It’s April 21 and winter is supposed to be finished here in the Toronto area. However, I went for a walk and it’s still cold out! A combination of cold & wind. Let’s calculate the wind chill in Excel.
I had to wear my winter coat and toque! The temperature was 2C (36F) but it was also windy. The wind chill “feels like” temperature was -4C (25F). Not really cold for me but it’s almost May! It was up to 12C (54 F) about 10 days ago.
Markham Ontario is in the southern part of Canada. Today the “feels like” wind chill figure was colder than Ottawa, Winnipeg, Quebec City, Edmonton and even Yellowknife!
Excel Wind Chill Formula
Wind Chill Temperature = 35.74 + 0.6215×T – 35.75×V0.16 + 0.4275×T×V0.16
This formula is from calculator.net It’s the standard wind chill formula for the United States & Canada.
How does it work?
T is the air temperature.
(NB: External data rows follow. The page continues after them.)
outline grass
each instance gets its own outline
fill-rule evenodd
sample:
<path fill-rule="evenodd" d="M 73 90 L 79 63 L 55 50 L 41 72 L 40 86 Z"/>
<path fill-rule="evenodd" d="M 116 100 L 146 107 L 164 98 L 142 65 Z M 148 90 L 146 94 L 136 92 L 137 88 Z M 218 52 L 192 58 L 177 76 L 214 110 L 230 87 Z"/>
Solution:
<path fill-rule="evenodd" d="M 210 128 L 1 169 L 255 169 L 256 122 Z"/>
V is the wind speed in mph. Wind chill “feels like” formula in column F is:
=35.74 + 0.6215*D2 – 35.75*E2^0.16 + 0.4275*D2*E2^0.16
Cell D2 is the temperature in Fahrenheit. Cell E2 is the wind mph (miles per hour). In columns G and H I converted the values to Celsius using Excel’s handy CONVERT function.
Download my Excel file to see the formula in action.
Validate Excel formula?
Calculating Wind Chill
Measuring the wind isn’t an exact science. The formula varies per region. From calculator.net:
The perception of lower temperatures caused by wind led to the development of many different formulas that attempt to qualitatively predict the effect of wind on this perceived temperature. Because wind chill temperature is not an exact science, weather services in different countries use standards relevant to their particular region and thus its estimates may differ from those provided by local weather services in other regions.
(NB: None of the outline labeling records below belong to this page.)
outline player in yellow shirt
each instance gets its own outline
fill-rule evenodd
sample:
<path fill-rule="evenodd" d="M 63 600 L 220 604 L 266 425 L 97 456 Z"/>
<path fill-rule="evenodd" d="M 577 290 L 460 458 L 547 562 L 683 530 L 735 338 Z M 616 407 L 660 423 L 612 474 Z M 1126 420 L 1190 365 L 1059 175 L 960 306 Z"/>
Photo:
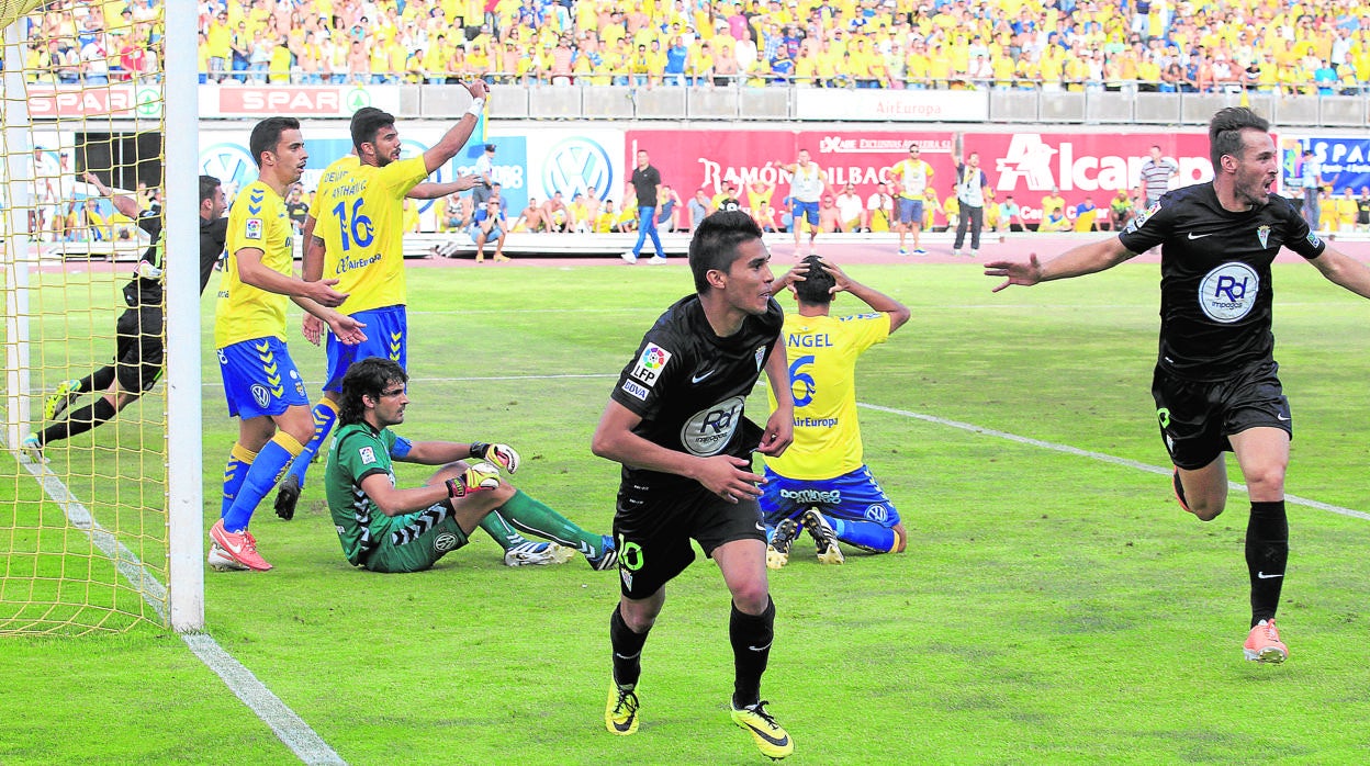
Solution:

There’s also an interesting pdf here from journals.ametsoc.org
We’ve had various snow flurries over the past week but most of it melts before it hits the ground. It’s winter’s last stand (at least in the extreme south of Canada).
About 10 days ago it was up to 11 C (52 F). Oh well…it’s back and forth but it will get warmer soon 🙂
In Excel I’ve created a dynamic hyperlink to TheWeatherNetwork. Enter your State or Province and then your City. Click the link to see your current weather. It’s probably easier to use google but dynamic hyperlinks are fun! Note that it may not work if you have a state/province or city with spaces. Works great for single words:
Here’s an amazing Excel hyperlink resource from contextures.com (Deb lives on the other side on Toronto!).
How Cold Is Cold?
It’s relative. If you are from a warm climate you’ll think that 10C (50F) is horribly cold. After a long winter that’s a nice day for me but it would be horribly cold in July (my summer) when it should be between 18C and 32C most days. If you are from the north part of Canada you’ll think that I’m a wimp as the winter’s are much colder and last longer!
Heat Index / Humidex
Last year in July it was so hot & humid one day that I wrote a post about the Heat Index / Humidex.
Growing up I was more comfortable using Fahrenheit rather than Celsius. Now after living in the Toronto area for 20 years I’ve converted over to Celsius for cold temperatures but for some strange reason it’s still a bit easier to think in Fahrenheit for warm temperatures.